Im März 2022 begann Huntelaar seine Tätigkeit bei Ajax. Nachdem unter anderem Marc Overmars und später Edwin van der Sar den Verein verlassen hatten, wuchs sein Verantwortungsbereich. Anders als während seiner Zeit als Fußballprofi fehlten ihm im neuen Alltag die gewohnten Strukturen. Besonders die permanente Erreichbarkeit machte ihm zu schaffen, wie er gegenüber „Sportnieuws.nl“ betonte. „Mein Telefon stand permanent nicht still. Das kannte ich aus meiner Zeit als Fußballer überhaupt nicht.“
Huntelaar versuchte zunächst, die steigende Belastung auszuhalten. Rückblickend weiß er jedoch, dass er dabei zu weit ging. „Ich bin ein Typ, der nicht jammert, sondern weitermacht, aber ich bin über meine Grenzen gegangen“, erklärte der ehemalige niederländische Nationalspieler. Ende 2023 zog er schließlich die Konsequenzen und beendete seine Arbeit bei Ajax aus gesundheitlichen Gründen.

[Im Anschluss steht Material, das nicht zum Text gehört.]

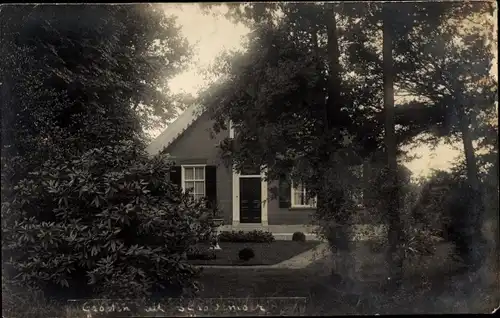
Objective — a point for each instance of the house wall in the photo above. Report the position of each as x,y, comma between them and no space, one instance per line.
196,146
288,216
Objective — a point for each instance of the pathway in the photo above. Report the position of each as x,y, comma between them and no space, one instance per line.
297,262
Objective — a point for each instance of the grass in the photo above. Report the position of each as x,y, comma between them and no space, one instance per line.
265,253
430,287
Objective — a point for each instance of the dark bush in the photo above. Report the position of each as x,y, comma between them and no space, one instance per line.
246,254
299,237
200,255
105,223
246,237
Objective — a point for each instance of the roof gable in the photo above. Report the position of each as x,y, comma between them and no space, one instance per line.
175,129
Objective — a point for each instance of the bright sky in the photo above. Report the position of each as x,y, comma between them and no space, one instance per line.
212,35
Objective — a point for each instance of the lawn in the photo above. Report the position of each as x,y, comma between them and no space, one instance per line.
265,253
430,287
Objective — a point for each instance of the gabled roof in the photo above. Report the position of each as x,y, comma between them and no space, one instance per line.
175,129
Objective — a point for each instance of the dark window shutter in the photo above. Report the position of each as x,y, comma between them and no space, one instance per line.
211,185
175,175
285,192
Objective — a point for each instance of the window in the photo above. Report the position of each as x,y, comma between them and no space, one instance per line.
300,199
193,179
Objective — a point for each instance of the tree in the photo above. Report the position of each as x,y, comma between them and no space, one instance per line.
80,197
395,261
300,110
427,46
75,76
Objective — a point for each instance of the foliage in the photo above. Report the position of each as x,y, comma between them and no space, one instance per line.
255,236
201,255
78,75
107,222
246,254
299,237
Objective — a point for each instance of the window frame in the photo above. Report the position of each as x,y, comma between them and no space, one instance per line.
183,178
293,204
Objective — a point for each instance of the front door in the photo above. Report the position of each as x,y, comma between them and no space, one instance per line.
250,200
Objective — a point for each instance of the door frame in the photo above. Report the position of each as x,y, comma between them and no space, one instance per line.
236,197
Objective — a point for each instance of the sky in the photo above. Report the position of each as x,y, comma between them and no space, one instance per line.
211,35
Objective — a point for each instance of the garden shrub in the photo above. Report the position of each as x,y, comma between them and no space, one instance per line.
246,254
106,223
299,237
255,236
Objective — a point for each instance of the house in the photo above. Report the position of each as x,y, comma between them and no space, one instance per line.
244,198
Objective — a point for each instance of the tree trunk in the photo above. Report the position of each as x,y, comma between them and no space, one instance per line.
394,261
475,210
339,238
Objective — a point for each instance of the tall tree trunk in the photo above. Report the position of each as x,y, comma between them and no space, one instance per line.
344,266
395,262
475,209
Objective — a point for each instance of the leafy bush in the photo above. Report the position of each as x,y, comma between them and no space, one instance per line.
299,237
255,236
105,223
246,254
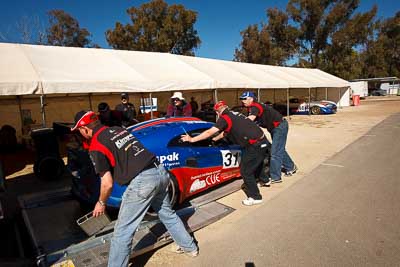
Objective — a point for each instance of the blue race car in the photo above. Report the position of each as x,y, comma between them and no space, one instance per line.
300,107
193,167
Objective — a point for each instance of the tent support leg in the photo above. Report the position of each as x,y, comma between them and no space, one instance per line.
20,111
287,103
309,100
90,102
151,106
42,110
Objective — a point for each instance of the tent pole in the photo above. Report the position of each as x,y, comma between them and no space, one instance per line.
42,110
151,106
90,101
287,103
309,100
20,112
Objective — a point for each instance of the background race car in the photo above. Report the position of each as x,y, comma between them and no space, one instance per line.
297,106
193,167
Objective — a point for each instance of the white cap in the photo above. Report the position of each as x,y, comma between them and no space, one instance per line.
177,95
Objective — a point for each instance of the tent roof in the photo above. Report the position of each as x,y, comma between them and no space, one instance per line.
35,69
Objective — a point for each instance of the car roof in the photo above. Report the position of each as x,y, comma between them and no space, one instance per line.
161,130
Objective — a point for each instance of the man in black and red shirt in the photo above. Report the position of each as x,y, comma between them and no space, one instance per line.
242,131
267,117
118,155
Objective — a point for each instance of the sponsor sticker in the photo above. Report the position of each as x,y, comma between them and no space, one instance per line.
230,158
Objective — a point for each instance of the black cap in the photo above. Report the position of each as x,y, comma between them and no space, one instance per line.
83,118
103,107
124,96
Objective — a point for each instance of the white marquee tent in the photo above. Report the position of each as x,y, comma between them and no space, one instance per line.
27,71
34,69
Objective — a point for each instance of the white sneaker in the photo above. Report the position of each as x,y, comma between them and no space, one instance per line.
251,201
177,249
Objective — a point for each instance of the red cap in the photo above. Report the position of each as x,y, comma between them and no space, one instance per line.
219,104
83,118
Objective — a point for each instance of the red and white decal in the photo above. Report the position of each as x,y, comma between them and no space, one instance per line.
230,158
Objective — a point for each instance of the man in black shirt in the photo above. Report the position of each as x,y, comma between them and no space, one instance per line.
118,155
128,111
242,131
267,117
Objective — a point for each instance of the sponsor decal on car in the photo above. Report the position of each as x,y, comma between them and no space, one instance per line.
169,160
211,178
230,158
197,185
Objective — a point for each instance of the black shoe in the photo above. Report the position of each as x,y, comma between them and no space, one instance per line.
264,184
290,173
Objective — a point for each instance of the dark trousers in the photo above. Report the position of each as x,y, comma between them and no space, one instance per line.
252,158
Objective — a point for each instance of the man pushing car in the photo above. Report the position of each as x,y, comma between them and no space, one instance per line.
118,155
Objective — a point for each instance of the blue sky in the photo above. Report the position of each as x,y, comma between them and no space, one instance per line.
219,21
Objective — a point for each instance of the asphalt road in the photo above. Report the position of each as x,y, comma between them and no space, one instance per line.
346,212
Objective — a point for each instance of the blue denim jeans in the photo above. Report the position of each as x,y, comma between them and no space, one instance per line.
148,189
252,160
279,157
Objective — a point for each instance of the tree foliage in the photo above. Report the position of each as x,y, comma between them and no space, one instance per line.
274,44
64,30
157,27
326,34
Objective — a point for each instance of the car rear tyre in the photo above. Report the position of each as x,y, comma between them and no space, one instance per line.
315,110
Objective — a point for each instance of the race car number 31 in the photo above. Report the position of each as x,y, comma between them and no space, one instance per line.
230,158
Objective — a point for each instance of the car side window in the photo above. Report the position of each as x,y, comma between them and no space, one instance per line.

Wie schwer ihn der Burnout getroffen hatte, zeigte sich auch körperlich. „Ich war plötzlich komplett weg vom Fenster“, schilderte Huntelaar die damalige Situation. Zeitweise waren selbst sportliche Aktivitäten kaum möglich. „Am Anfang konnte ich überhaupt nichts mehr, nicht einmal Padel spielen.“
Mittlerweile arbeitet sich der 43-Jährige langsam zurück in einen normalen Alltag. Er spielt wieder Padel und Fußball und absolviert unter anderem CrossFit sowie Personaltraining. Dabei versucht Huntelaar, seinen früheren Ehrgeiz bewusst zu kontrollieren. „Ich will mich nicht zu sehr pushen.“ Vollständig überwunden hat er die schwierige Phase noch nicht. Eine spätere Rückkehr in den Profifußball schließt Huntelaar dennoch grundsätzlich nicht aus.